Pursuant to the agreement, Devon has agreed to acquire the outstanding common shares of Anderson for C$40.00 (US$25.80)(i) per share in cash. The aggregate value of the offer, including Devon's assumption of approximately US$1.2 billion of debt and other obligations of Anderson, is approximately US$4.6 billion.
In the Anderson transaction, Devon will acquire estimated proved reserves of 532 million barrels of oil equivalent and approximately eight million net undeveloped acres. Devon has allocated $680 million of the aggregate purchase price to Anderson's undeveloped acreage and seismic data.
This agreement follows Devon's August 14, 2001 announcement that it intends to acquire Mitchell Energy & Development Corp. for a total of US$3.5 billion. Upon successful completion of both transactions, Devon will be the largest independent producer of oil and natural gas in North America. Both transactions are expected to close in the fourth quarter of 2001. Devon and Mitchell expect to amend the preliminary joint proxy statement/prospectus that has been filed with the SEC. The amended joint proxy statement/prospectus will include the pro forma effects of the Anderson acquisition. Neither the Mitchell nor the Anderson transactions are conditional upon each other.
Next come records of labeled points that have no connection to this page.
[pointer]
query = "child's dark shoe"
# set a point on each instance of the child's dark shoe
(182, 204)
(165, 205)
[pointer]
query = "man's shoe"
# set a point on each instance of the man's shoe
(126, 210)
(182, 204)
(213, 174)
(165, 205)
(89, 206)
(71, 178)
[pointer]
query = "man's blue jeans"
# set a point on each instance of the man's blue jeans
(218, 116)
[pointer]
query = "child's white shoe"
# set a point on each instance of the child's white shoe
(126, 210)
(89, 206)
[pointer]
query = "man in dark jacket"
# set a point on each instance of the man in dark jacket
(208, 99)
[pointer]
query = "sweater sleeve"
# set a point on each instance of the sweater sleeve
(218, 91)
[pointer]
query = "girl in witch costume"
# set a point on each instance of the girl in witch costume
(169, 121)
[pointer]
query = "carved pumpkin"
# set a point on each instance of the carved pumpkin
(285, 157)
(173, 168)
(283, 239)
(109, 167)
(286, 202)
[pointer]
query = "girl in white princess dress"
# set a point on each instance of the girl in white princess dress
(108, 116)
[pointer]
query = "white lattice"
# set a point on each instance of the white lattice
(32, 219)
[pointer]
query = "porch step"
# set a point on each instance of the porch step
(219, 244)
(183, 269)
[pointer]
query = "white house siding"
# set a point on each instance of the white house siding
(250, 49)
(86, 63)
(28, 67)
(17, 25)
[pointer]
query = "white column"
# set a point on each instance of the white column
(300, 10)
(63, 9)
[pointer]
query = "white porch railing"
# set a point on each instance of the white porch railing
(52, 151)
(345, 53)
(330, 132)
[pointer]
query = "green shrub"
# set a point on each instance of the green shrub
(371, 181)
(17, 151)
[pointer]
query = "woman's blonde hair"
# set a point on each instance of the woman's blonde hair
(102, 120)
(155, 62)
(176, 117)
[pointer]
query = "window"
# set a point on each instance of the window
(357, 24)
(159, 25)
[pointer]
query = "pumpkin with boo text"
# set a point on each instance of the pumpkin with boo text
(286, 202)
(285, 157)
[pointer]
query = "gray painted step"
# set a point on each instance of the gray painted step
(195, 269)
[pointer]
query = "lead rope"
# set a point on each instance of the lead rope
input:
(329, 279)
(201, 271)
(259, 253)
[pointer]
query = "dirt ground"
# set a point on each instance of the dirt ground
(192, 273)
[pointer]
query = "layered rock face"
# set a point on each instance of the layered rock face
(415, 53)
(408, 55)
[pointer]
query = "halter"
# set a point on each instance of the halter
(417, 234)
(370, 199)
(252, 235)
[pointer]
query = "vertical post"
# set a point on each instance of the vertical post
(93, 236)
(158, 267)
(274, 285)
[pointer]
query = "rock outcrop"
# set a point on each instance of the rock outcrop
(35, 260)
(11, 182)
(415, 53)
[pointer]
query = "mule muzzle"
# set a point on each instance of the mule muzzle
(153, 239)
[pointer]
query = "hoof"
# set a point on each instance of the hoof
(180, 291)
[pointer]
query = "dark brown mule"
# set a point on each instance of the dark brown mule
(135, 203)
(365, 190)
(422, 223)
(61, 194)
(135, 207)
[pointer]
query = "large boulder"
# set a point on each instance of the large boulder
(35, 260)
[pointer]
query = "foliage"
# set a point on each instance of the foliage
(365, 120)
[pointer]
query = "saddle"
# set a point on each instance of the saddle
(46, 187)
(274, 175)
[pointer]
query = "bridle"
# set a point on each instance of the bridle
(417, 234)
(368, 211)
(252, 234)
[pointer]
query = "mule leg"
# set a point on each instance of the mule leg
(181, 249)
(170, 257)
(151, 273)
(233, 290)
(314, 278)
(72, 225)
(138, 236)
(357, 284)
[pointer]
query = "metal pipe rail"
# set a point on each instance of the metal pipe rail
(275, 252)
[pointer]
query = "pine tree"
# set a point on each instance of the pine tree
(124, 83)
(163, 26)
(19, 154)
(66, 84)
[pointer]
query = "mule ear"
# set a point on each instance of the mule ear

"Expanding our presence in Canada has been an important objective for Devon," said J. Larry Nichols, Devon's Chairman, President and CEO. "Anderson was at the top of our list of acquisition opportunities. J. C. Anderson has built an exceptional, gas-weighted production platform with powerful exploration potential. Combining Anderson with our existing Canadian organization firmly establishes Devon in Canada. Following this transaction and our pending acquisition of Mitchell Energy, Devon will be in position to deliver strong production and reserve growth for years to come."
George P. Mitchell, Chairman and CEO of Mitchell Energy & Development Corp., said, "Speaking as someone who looks forward to becoming Devon's largest shareholder, I fully support the acquisition of Anderson. This transaction creates the preeminent North American independent."